The idea comes to Sacramento from Washington State where a group called Pallet Shelter created small, metal cabins for temporary housing.
Councilman Harris said constructing large, permanent homeless shelters can be a slow and costly process. He believes the pop-up shelters can be an interim solution to a growing problem.
“District 3 probably has 1,000 people sleeping outdoors tonight, maybe as many as 2,000 in my district,” Harris explained. “It’s a big problem. I would like to house them all but finding sites to do so is difficult.”
More than 5,500 people experience homelessness on any given night in Sacramento County, according to county data.

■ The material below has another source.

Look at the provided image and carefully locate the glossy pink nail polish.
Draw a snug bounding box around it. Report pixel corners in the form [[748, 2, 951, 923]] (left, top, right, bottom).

Each of the aluminum structures can fit between four to six beds and range between $4,000 and $7,000 apiece.
Compare that to the price of a permanent 100-bed shelter that can take several months to build and cost between $4 million and $5 million, according to city estimates.
“I think it’s great because, you know what I mean, people out here have been through a lot and stuff and they haven’t been getting the help they need,” said Sacramento resident Stan Collier.
But for those experiencing homelessness, the proposed project does not go far enough.
“They need to be bigger, they need like a trailer or something like that, that's what they need,” said Les Wainstott who is homeless.
Homeless advocate Crystal Sanchez said she worries about privacy and the potential conflict from sleeping in such close quarters.
“Putting people together in a box like that to me just jeopardizes them. They need their own space,” she told FOX40.
Although the proposal brings questions, Councilman Harris said at least it gives people a safe place to sleep and a night off the streets.
“It’s a way to get people stabilized and work on their issues so that they can be successful in real housing,” he said.
The structures are already in use in places like Dallas and Seattle.
Two Sacramento City Council members, as well as the mayor, have expressed interest at the possibility of trying them out. It will be up for discussion in an upcoming City Council meeting.